Step 6: Operationalize third-party cooperation (processor support)

If you are a controller, your ability to cooperate often depends on processors. Put in place:

• A contractual requirement to support supervisory authority inquiries relevant to the processing.
• A joint runbook: who at the processor responds, how fast, and how evidence is transferred securely.
• A single coordination rule: the processor does not freelancing-respond about your environment without notifying you, unless legally required.

If you are a processor, mirror the above internally: you need your own regulator request process, plus a mechanism to coordinate with controller customers without creating inconsistencies.

Required evidence and artifacts to retain

Maintain a Regulator Cooperation Case File per request:

• Original request (email/letter/portal message) and proof of receipt.
• Triage record: scope, roles (controller/processor), systems, and stakeholders.
• Task log showing collection steps and owners.
• Drafts and approvals (who approved, when).
• Final response package submitted and proof of submission.
• Evidence index: list of documents/data produced.
• Communications log (calls/meetings) with attendees and notes.
• Remediation actions and closure memo (what changed as a result). (Regulation (EU) 2016/679, Article 31)
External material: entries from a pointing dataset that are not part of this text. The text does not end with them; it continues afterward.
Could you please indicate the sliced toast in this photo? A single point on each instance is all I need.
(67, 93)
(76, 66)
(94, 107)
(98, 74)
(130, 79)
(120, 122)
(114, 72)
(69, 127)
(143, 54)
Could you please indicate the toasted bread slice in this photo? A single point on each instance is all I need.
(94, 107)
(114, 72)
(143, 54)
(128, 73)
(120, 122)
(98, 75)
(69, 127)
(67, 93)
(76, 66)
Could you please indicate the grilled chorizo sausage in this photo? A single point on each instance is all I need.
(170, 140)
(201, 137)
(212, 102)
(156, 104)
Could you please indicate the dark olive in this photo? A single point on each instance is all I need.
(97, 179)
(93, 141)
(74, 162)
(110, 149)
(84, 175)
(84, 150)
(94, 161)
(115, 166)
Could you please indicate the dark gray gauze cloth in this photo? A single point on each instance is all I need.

Common exam/audit questions and hangups

Expect requests like:

• “Show your procedure for handling supervisory authority inquiries and who owns it.”
• “Provide a sample case file from a prior supervisory authority request (redacted if needed).”
• “How do you ensure processors support your responses?”
• “How do you prevent inconsistent statements across departments?”
• “Where is the authoritative record of your controller vs. processor role per processing activity?” (Regulation (EU) 2016/679, Article 31)
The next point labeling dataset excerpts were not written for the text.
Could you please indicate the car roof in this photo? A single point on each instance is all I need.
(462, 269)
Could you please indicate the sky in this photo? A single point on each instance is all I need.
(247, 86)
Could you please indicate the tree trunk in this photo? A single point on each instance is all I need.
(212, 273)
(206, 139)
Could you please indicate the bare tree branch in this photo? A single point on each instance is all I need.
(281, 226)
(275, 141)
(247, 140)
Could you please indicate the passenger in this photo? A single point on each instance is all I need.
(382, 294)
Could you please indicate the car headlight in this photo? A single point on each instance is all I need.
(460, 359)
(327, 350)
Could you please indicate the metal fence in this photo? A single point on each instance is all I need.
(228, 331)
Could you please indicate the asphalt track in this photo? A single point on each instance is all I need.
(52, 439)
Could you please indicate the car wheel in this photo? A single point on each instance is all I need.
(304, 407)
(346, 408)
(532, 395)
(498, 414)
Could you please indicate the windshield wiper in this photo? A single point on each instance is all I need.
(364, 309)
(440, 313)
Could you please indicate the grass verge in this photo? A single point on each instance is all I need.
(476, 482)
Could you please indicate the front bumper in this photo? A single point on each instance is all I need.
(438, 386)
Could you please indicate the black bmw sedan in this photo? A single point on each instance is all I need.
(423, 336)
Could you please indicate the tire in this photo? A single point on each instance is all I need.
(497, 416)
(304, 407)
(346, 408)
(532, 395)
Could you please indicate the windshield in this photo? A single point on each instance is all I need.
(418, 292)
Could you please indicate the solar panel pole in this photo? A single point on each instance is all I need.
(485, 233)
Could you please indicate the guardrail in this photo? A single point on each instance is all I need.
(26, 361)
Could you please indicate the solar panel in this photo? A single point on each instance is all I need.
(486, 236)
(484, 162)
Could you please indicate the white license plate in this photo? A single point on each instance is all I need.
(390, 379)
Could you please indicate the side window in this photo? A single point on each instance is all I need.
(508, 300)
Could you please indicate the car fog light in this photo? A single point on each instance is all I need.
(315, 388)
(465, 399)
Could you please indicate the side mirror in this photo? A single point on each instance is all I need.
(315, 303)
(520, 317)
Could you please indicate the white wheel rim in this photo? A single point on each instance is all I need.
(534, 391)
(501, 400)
Hangups that slow teams down:

• No single intake channel; requests sit in an unmonitored inbox.
• Unclear legal entity boundary (which subsidiary is responsible).
• Evidence scattered across drives and point tools with no index.
• Processor dependency without a tested escalation path.

Frequent implementation mistakes (and how to avoid them)

1. Mistake: “We cooperate” exists only in policy.
   Fix: Implement a request workflow, case owner, and evidence packet library. Keep a sample completed case file template ready.

2. Mistake: Treating every request like litigation discovery.
   Fix: Use Legal review, but keep the posture cooperative and responsive. Track scope precisely and ask clarifying questions early if needed. (Regulation (EU) 2016/679, Article 31)

3. Mistake: Inconsistent narratives across Security, Privacy, and Product.
   Fix: Establish a single fact base (logs, architecture docs, ROPA/DPIA excerpts) and require cross-functional sign-off before submission.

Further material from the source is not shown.